Now that Hawking has weighed in on the subject my curiosity is again aroused.  His work suggests that the event horizon may preserve information on many more quantities that mass, spin, and charge and that this is necessary to save quantum mechanics.  My interest in asking the question originally was associated with the possibility that black holes might retain the baryon numbers of the objects from which they are formed and the still unanswered question of the nature of the gravitational interaction between matter and antimatter (see "Does Antimatter Fall Up?").  In the admittedly unlikely event that matter and antimatter are found to repel rather than attract, and the similarly unlikely case that black holes do retain a memory of whether they were formed from matter or antimatter, the universe could be very different from what is commonly assumed (matter dominated).  I have already outlined some of these differences in my answer to this question where it is suggested that these possibilities could provide explanations for the baryon asymmetery and dark energy enigmas (albeit requiring a revisit of the equivalence principle of GR).
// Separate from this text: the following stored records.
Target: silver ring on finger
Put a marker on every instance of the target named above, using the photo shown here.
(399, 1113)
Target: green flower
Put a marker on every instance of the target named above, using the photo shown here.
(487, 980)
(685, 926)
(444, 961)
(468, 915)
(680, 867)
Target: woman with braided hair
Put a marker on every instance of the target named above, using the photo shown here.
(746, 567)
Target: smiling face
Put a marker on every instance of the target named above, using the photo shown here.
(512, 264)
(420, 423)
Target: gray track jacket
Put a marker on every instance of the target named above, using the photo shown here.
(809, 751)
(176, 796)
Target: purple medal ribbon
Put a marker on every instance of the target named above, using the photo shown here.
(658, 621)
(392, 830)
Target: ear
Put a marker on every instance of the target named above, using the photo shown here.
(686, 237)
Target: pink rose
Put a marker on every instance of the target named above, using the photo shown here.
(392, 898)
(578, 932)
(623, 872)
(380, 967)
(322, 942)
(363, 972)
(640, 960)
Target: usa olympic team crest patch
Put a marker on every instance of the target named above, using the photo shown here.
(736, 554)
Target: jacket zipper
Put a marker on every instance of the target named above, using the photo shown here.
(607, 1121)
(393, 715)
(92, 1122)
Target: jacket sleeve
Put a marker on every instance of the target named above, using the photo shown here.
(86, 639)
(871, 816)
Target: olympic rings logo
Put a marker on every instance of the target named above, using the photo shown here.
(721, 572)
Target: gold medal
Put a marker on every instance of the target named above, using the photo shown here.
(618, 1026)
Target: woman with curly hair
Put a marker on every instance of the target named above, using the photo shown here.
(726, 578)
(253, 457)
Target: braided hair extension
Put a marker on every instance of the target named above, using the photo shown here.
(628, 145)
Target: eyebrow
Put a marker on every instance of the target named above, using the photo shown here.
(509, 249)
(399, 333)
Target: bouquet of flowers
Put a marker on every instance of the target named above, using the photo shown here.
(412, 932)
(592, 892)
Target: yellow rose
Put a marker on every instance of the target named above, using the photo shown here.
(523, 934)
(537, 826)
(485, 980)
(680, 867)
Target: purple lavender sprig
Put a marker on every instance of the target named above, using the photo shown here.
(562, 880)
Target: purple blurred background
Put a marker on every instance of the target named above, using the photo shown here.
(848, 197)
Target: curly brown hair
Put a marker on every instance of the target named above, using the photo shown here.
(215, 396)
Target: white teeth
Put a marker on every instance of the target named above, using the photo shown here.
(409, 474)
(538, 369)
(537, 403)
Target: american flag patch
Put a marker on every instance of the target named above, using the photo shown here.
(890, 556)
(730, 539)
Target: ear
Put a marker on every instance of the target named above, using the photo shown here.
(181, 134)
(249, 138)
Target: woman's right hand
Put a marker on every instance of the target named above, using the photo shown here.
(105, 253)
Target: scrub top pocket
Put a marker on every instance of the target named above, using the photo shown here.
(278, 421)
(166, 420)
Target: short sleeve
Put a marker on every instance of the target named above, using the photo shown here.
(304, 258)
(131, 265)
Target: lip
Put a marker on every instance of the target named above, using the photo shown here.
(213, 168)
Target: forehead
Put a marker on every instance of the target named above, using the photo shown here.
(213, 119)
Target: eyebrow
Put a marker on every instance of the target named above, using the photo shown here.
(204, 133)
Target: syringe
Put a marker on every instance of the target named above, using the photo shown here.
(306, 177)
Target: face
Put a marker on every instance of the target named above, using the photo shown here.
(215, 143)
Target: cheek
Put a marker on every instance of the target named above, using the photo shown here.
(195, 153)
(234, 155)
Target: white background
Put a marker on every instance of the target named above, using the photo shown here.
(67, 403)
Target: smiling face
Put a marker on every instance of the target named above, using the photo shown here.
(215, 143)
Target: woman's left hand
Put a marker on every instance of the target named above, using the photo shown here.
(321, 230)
Consider the Hawking radiation that would be emitted from a black hole with a positive baryon number in the situation that matter and antimatter repel rather that attract.  Rather than a random emission of electrons and positrons (the case expected for Hawking radiation with hairless black holes), the emission of positrons would be greatly favored and very high energy positrons at that (the energy determined by the mass of the black hole).  Should the black hole have formed from antimatter then the Hawking radiation would be dominated by emission of high energy electrons. The likely very high energies of these electrons and positrons could significantly enhance the experimental detection of Hawking radiation. So if black holes do have hair and the ALPHA-g experiment at CERN does show repulsion between matter and antimatter, then the detection of Hawking radiation may not be such a remote possibility after all.